早晨七点,明市特警突击队训练场上,一个高大挺拔的身影已经如同不知疲倦的机器般,进行着高强度体能训练。厉北宸只穿着一件被汗水浸透的黑色作训背心,肌肉贲张的手臂青筋微凸,一下下做着引体向上,动作标准而迅猛,仿佛要将体内某种无处宣泄的躁动连同汗水一起逼出体外。
“我靠,老大,你这……受什么刺激了?”一个同样早起训练的队员跑过,看到他这副模样,惊得差点绊倒,忍不住停下脚步咋舌,“这才几点啊?你这加练强度,是要把我们往死里卷啊?”
另一个正在旁边拉伸的队员也凑过来,笑嘻嘻地调侃:“就是,厉队,你这黑眼圈都快赶上熊猫了,昨晚没睡好?该不会是……昨天参加婚礼被年轻漂亮的伴娘嫌弃了?”
厉北宸如同未闻,他利落地从单杠上跃下,落地无声,径直走向旁边的负重沙袋区域,抓起最重的一个,开始了一轮更加凶狠的击打。他那张冷硬的脸上没有任何表情,只有紧抿的薄唇和专注到近乎凶狠的眼神,泄露了他内心的不平静。
队员们面面相觑,知道厉队今天心情极度不佳,很识趣地摸了摸鼻子,不敢再触霉头,各自散开训练去了。厉北宸只是将所有的烦躁与一夜未眠的精力,都倾泻在了冰冷的训练器械上。
简心沉浸在巨大的幸福和与家人的温情连线中,彻底忘记了身体的不适,忘记了昨夜的所有混乱与不堪,也暂时将那个名叫厉北宸的男人,抛在了脑后。

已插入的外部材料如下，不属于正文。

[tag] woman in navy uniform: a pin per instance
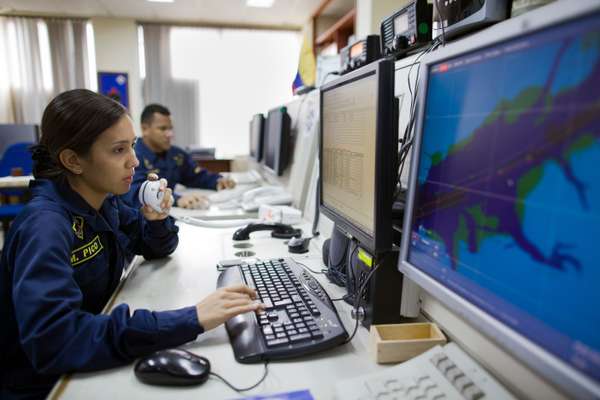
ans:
(65, 252)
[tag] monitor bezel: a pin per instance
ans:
(386, 150)
(540, 360)
(281, 158)
(261, 137)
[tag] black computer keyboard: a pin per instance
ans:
(299, 319)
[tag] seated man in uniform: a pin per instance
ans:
(157, 155)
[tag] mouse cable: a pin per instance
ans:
(239, 390)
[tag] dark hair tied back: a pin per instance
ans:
(72, 120)
(44, 166)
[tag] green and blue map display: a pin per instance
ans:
(507, 202)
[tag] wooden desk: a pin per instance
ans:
(186, 277)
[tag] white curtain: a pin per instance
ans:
(6, 109)
(180, 96)
(69, 54)
(39, 59)
(26, 88)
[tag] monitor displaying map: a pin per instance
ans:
(507, 197)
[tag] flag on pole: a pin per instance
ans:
(306, 66)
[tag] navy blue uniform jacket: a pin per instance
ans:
(175, 165)
(61, 262)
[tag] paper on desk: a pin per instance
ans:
(297, 395)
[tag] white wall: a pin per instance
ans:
(240, 73)
(117, 51)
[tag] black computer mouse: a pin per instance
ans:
(174, 367)
(298, 245)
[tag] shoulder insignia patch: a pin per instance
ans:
(78, 226)
(86, 252)
(178, 159)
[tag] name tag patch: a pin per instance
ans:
(86, 252)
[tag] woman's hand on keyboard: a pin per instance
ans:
(225, 183)
(226, 303)
(193, 200)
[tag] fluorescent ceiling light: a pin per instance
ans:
(260, 3)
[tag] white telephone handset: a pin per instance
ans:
(253, 198)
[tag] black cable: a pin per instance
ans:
(315, 227)
(437, 7)
(408, 138)
(239, 390)
(358, 299)
(310, 269)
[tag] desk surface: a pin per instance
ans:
(184, 279)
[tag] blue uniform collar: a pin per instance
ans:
(60, 192)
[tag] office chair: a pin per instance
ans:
(15, 160)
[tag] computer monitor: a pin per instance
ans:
(358, 153)
(257, 137)
(277, 140)
(503, 212)
(17, 133)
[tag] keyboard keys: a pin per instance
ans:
(293, 300)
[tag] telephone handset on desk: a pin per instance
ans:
(252, 199)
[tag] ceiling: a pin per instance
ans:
(284, 13)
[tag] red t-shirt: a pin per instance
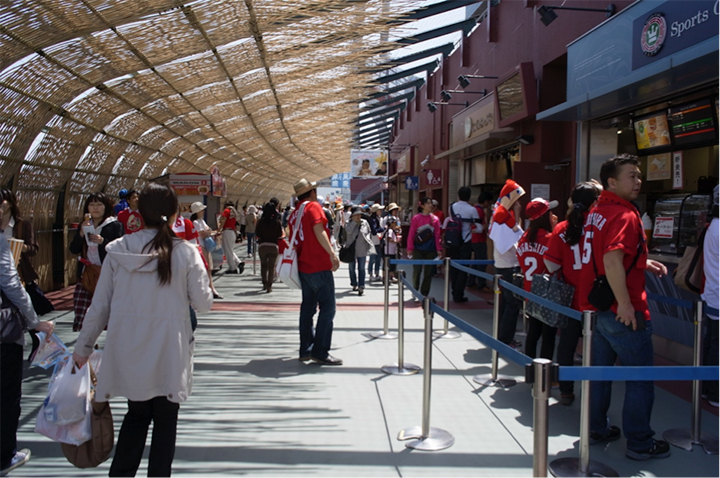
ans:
(478, 237)
(131, 220)
(615, 224)
(312, 257)
(530, 255)
(568, 257)
(230, 222)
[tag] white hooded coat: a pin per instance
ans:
(149, 345)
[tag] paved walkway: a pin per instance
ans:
(256, 410)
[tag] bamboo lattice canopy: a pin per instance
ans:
(108, 94)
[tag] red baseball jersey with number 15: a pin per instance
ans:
(568, 257)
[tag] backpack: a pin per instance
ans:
(453, 230)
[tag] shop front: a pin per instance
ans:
(645, 82)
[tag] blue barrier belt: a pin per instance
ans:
(474, 262)
(638, 373)
(503, 349)
(418, 262)
(686, 304)
(414, 291)
(572, 313)
(473, 272)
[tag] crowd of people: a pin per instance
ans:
(145, 249)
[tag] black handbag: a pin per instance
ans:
(554, 289)
(601, 295)
(347, 253)
(12, 323)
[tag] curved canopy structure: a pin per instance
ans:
(108, 94)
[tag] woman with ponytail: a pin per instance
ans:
(148, 282)
(565, 252)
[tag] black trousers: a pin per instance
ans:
(566, 351)
(458, 278)
(133, 433)
(10, 393)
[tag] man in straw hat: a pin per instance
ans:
(316, 263)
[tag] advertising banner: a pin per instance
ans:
(368, 163)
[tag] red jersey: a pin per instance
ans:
(568, 257)
(478, 237)
(530, 255)
(614, 224)
(312, 257)
(131, 220)
(230, 222)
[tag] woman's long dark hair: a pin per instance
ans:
(99, 197)
(583, 196)
(543, 222)
(157, 204)
(9, 196)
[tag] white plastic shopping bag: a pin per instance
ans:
(69, 398)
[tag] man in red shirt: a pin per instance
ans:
(130, 217)
(614, 245)
(316, 263)
(227, 224)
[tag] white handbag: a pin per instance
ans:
(287, 268)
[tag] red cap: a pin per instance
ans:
(539, 206)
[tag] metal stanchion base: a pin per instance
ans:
(571, 467)
(441, 334)
(437, 439)
(502, 381)
(683, 439)
(406, 369)
(382, 335)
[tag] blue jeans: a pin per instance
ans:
(356, 281)
(318, 290)
(612, 340)
(251, 242)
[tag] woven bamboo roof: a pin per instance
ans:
(108, 94)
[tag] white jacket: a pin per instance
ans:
(149, 344)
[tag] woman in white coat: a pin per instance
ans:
(358, 232)
(148, 282)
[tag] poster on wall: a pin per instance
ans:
(677, 170)
(368, 163)
(659, 167)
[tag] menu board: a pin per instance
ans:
(652, 132)
(693, 123)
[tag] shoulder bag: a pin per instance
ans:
(12, 323)
(96, 450)
(287, 267)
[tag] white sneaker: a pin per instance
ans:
(21, 457)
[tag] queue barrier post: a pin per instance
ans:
(385, 333)
(445, 332)
(583, 466)
(683, 438)
(493, 379)
(424, 437)
(542, 382)
(401, 368)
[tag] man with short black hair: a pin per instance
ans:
(467, 215)
(316, 263)
(615, 240)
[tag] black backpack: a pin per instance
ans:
(453, 230)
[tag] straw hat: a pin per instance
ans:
(196, 207)
(303, 186)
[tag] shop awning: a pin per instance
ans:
(482, 143)
(685, 70)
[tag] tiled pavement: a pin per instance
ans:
(255, 410)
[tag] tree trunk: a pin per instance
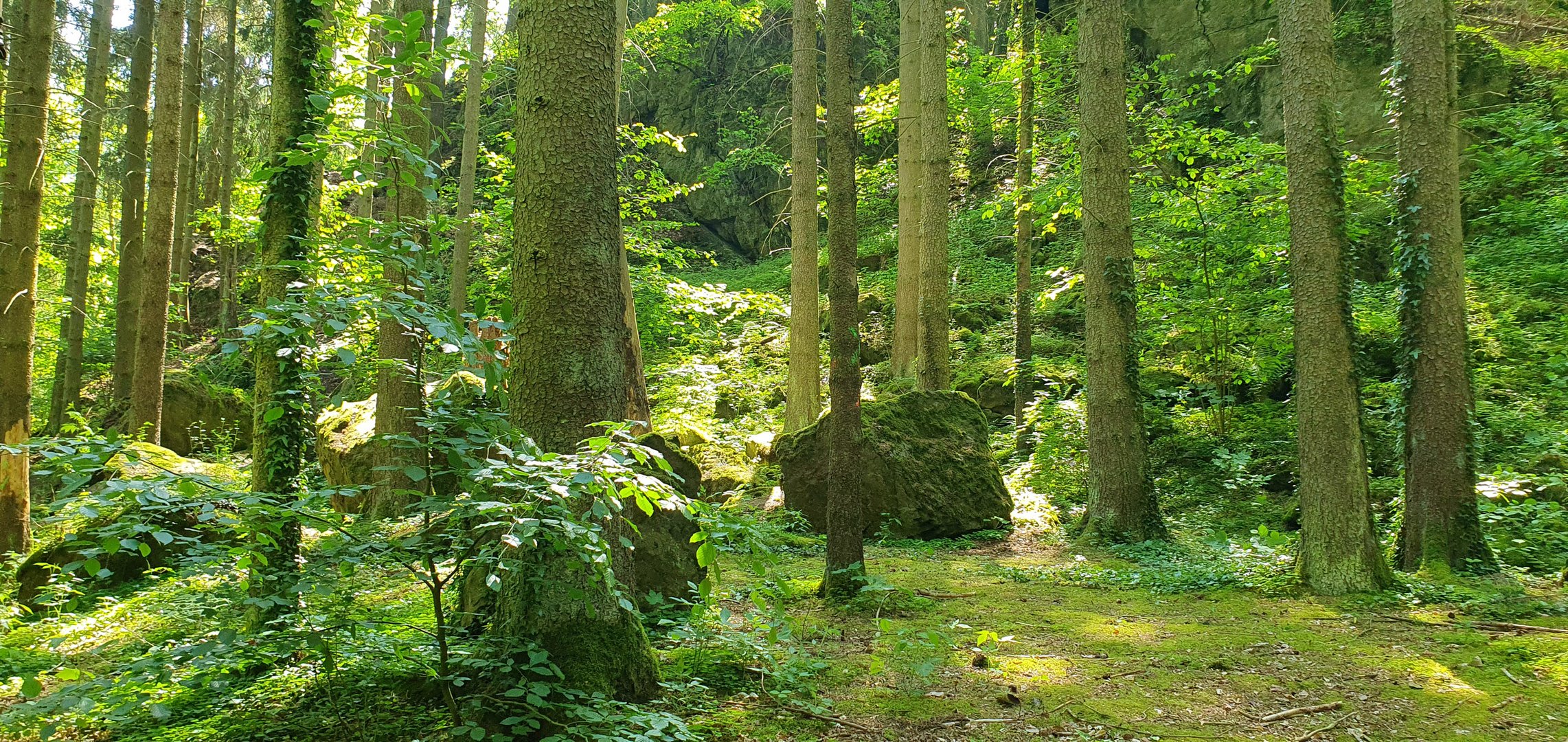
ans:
(474, 90)
(132, 198)
(804, 401)
(933, 364)
(21, 211)
(1120, 502)
(228, 251)
(1442, 526)
(185, 192)
(1024, 247)
(1339, 551)
(568, 364)
(982, 135)
(73, 327)
(367, 156)
(399, 388)
(283, 413)
(845, 548)
(907, 294)
(146, 401)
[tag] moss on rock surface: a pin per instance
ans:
(200, 416)
(927, 469)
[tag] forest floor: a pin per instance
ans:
(1133, 664)
(899, 664)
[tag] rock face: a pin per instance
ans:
(128, 563)
(200, 416)
(666, 559)
(927, 468)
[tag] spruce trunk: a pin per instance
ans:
(1120, 501)
(1024, 245)
(1442, 528)
(474, 90)
(85, 193)
(132, 198)
(21, 212)
(845, 546)
(569, 364)
(804, 401)
(146, 385)
(933, 364)
(1338, 551)
(907, 294)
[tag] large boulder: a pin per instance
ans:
(200, 416)
(178, 530)
(663, 556)
(927, 468)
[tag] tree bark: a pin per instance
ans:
(474, 90)
(399, 388)
(146, 401)
(283, 413)
(1120, 501)
(21, 211)
(933, 363)
(228, 251)
(804, 402)
(1338, 551)
(568, 364)
(185, 192)
(911, 117)
(1024, 247)
(132, 198)
(1442, 528)
(845, 548)
(85, 192)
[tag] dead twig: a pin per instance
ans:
(1299, 711)
(1516, 627)
(1330, 726)
(943, 596)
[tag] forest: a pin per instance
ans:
(635, 371)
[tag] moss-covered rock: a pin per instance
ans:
(342, 446)
(128, 563)
(927, 468)
(200, 416)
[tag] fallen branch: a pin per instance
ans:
(1330, 726)
(1516, 627)
(1299, 711)
(943, 596)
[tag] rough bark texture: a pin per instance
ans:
(845, 543)
(185, 192)
(907, 294)
(287, 223)
(933, 363)
(1024, 245)
(21, 207)
(146, 385)
(1120, 501)
(568, 363)
(1442, 528)
(228, 251)
(399, 390)
(804, 401)
(1338, 551)
(473, 93)
(132, 196)
(90, 140)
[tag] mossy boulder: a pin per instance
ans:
(663, 556)
(201, 416)
(927, 468)
(182, 529)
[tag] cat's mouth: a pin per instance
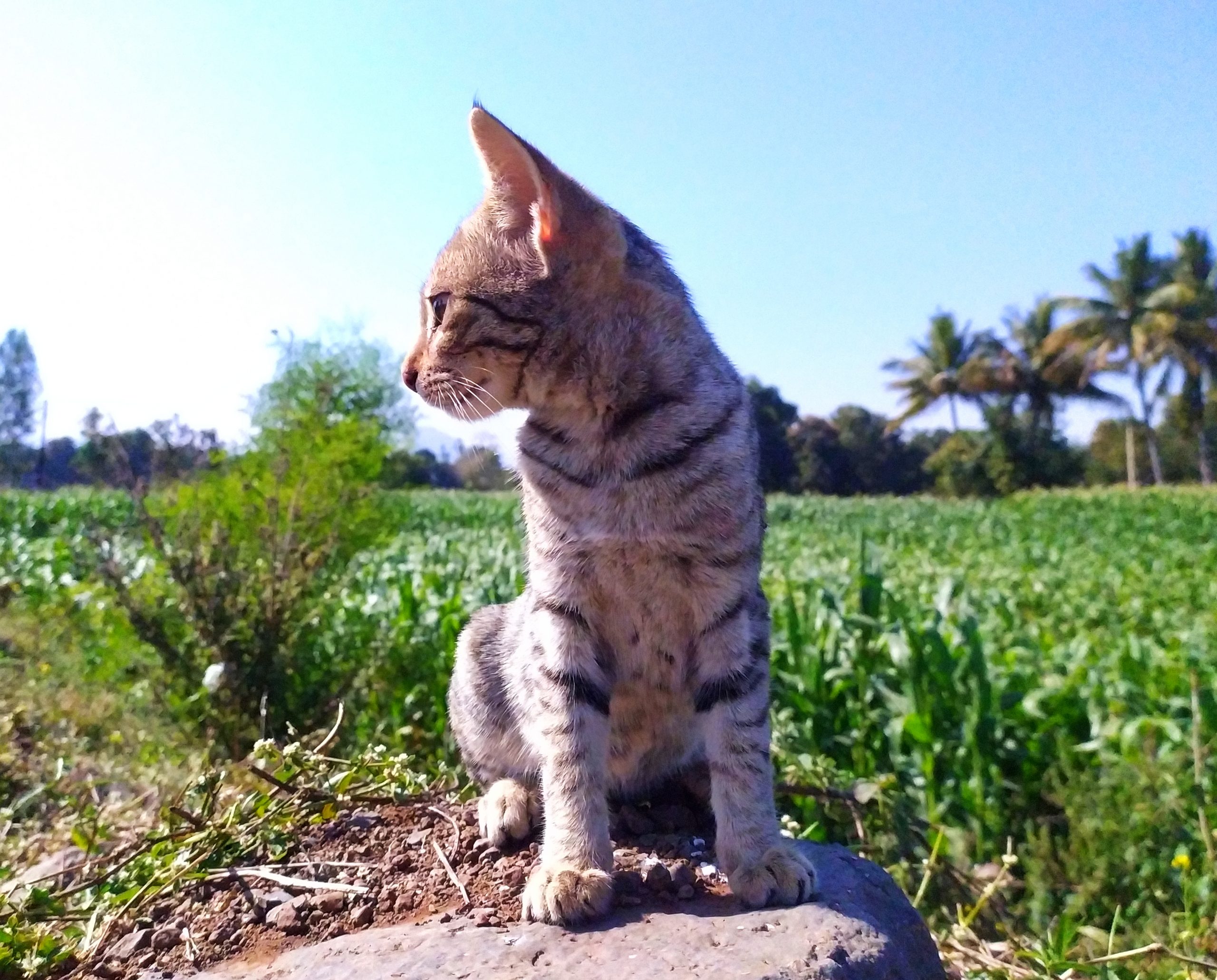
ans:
(458, 396)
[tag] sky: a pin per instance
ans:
(179, 181)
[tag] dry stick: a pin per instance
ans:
(284, 879)
(334, 731)
(929, 870)
(989, 961)
(1154, 948)
(1198, 765)
(448, 868)
(455, 829)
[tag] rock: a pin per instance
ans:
(683, 874)
(288, 918)
(330, 903)
(657, 877)
(166, 939)
(860, 928)
(268, 900)
(131, 945)
(627, 882)
(55, 871)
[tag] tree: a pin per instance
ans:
(855, 452)
(1115, 333)
(773, 417)
(822, 463)
(19, 387)
(480, 469)
(1185, 328)
(937, 372)
(1024, 368)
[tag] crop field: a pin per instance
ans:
(1011, 705)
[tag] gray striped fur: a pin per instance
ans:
(640, 647)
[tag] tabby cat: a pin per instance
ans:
(640, 648)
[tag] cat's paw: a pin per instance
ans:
(563, 895)
(508, 812)
(782, 877)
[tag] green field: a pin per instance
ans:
(1036, 673)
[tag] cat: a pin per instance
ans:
(640, 647)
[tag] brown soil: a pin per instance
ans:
(661, 859)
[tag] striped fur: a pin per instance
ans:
(640, 647)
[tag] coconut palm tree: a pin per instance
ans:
(937, 370)
(1185, 326)
(1020, 365)
(1115, 332)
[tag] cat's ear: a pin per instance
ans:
(519, 196)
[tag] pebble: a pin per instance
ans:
(166, 939)
(131, 945)
(268, 900)
(483, 917)
(627, 882)
(683, 874)
(330, 903)
(657, 877)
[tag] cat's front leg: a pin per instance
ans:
(733, 701)
(570, 732)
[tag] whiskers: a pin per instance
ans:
(468, 400)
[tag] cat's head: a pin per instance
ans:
(505, 307)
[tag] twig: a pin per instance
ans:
(455, 829)
(448, 868)
(188, 817)
(1198, 765)
(334, 731)
(284, 879)
(990, 961)
(929, 870)
(1154, 948)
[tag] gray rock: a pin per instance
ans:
(57, 871)
(131, 945)
(288, 918)
(166, 939)
(860, 928)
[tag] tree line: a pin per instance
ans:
(357, 373)
(1152, 320)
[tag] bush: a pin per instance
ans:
(245, 556)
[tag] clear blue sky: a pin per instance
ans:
(179, 179)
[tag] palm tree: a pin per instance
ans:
(1185, 318)
(1023, 365)
(937, 370)
(1115, 332)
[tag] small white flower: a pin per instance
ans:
(213, 677)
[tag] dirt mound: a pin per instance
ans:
(397, 865)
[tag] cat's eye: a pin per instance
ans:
(438, 307)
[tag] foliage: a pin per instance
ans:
(855, 452)
(19, 387)
(773, 417)
(1020, 669)
(941, 369)
(479, 469)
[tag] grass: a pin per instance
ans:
(1011, 705)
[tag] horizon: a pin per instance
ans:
(178, 183)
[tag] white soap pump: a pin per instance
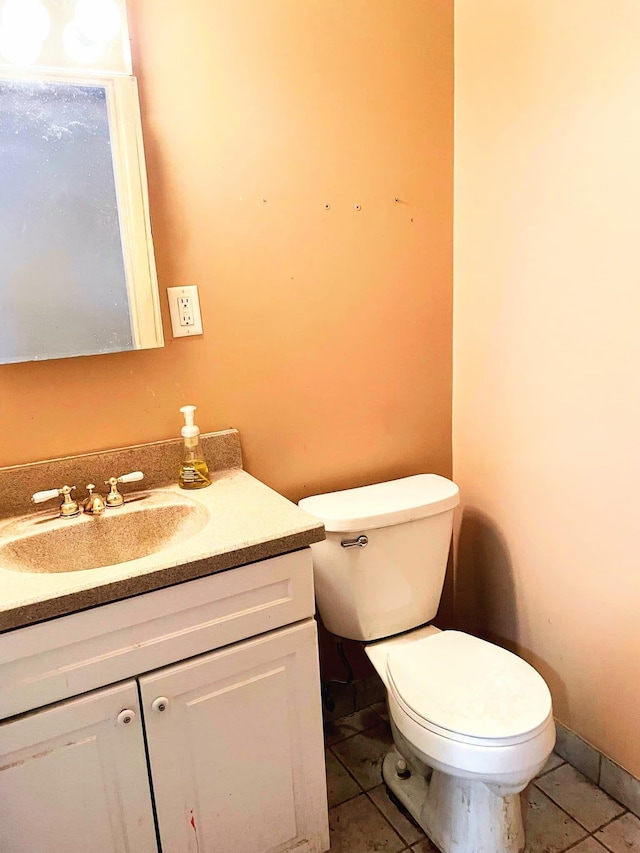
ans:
(194, 472)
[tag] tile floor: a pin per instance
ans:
(563, 810)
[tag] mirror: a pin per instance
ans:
(77, 272)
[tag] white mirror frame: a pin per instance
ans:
(125, 130)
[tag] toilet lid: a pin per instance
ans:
(467, 686)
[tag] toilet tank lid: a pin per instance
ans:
(383, 504)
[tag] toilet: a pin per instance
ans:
(472, 723)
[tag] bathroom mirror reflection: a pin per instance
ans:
(77, 272)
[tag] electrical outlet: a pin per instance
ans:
(184, 307)
(185, 310)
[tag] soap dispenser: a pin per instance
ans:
(194, 473)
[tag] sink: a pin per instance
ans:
(146, 524)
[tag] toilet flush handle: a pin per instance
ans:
(361, 541)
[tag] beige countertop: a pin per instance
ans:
(244, 521)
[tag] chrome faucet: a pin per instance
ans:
(93, 504)
(114, 498)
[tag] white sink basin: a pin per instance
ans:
(146, 524)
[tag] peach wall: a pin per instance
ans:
(327, 332)
(547, 351)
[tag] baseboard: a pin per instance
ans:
(596, 766)
(599, 768)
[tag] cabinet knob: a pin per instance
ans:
(125, 717)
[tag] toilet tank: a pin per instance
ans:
(394, 581)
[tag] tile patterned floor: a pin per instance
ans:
(563, 810)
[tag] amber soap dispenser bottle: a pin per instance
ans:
(194, 472)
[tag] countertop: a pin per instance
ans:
(248, 521)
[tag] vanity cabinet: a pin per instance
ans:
(73, 778)
(226, 743)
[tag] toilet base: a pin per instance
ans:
(458, 815)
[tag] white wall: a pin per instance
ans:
(546, 438)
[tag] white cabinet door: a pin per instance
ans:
(73, 778)
(235, 747)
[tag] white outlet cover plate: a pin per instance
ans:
(174, 294)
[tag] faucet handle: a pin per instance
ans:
(68, 507)
(114, 498)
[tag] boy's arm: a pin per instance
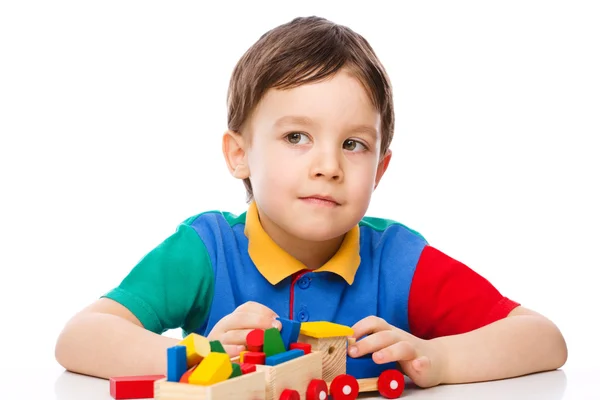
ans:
(106, 339)
(522, 343)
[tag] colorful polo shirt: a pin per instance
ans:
(216, 261)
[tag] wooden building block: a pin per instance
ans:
(344, 387)
(245, 387)
(217, 347)
(252, 357)
(176, 363)
(305, 347)
(185, 378)
(290, 330)
(334, 352)
(255, 340)
(364, 367)
(289, 394)
(214, 368)
(283, 357)
(295, 374)
(197, 347)
(247, 368)
(236, 370)
(273, 342)
(324, 329)
(133, 387)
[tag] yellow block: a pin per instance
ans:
(215, 368)
(196, 348)
(323, 329)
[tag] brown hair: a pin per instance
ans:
(304, 50)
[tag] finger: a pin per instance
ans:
(373, 343)
(400, 351)
(369, 325)
(233, 350)
(245, 320)
(421, 364)
(256, 308)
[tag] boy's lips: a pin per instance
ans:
(320, 199)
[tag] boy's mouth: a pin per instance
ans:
(323, 200)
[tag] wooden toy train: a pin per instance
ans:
(302, 362)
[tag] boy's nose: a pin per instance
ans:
(327, 165)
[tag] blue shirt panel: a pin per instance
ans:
(381, 286)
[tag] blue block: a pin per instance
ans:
(365, 367)
(290, 330)
(283, 357)
(176, 363)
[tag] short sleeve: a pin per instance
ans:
(172, 286)
(448, 298)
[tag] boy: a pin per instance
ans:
(310, 124)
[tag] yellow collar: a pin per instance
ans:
(275, 264)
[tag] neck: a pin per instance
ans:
(312, 254)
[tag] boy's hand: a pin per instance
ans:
(232, 329)
(421, 360)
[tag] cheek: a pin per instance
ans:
(271, 171)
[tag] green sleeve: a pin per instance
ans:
(172, 286)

这个世界,仿佛只剩下屏幕那端传递过来的、足以治愈一切悲伤的温暖与希望。
她甚至没有听到门外那几声极轻的、带着试探意味的敲门声。
直到房门被悄无声息地推开一条缝隙,苏沫含端着一个木质托盘,像一缕温柔的月光般,步履轻盈地走了进来。托盘上,一碗熬得恰到好处的清粥正散发着温润的米香和淡淡的药材清香,旁边是一小碟色泽诱人、看起来清爽开胃的酱菜,还有一杯颜色深褐、冒着袅袅白气的醒酒茶,空气中立刻弥漫开一种安心妥帖的气息。
苏沫含的目光第一时间就落在了床上那个身影上。简心捧着手机,脸上明明挂着未干的泪痕,那双眼睛却亮得惊人,里面盛满了几乎要溢出来的喜悦和温柔,正对着屏幕那头的人软语说着什么。那是一种苏沫含从未在简心脸上看到过的、毫无阴霾的、全然放松的灿烂笑容。
她的脚步瞬间顿住,脸上闪过一丝了然与宽慰的柔光。她没有出声惊扰这份来之不易的喜悦,只是动作愈发轻缓地将托盘稳稳地放在简心的床头柜上。她的目光慈爱地在简心那洋溢着幸福光彩、仿佛被晨露洗涤过的侧脸上停留了许久,眼底深处是毫不掩饰的心疼与欣慰。然后,她如同来时一样,悄无声息地退了出去,并极其轻柔地带上了房门,将那一片温馨的宁静完整地留给了简心。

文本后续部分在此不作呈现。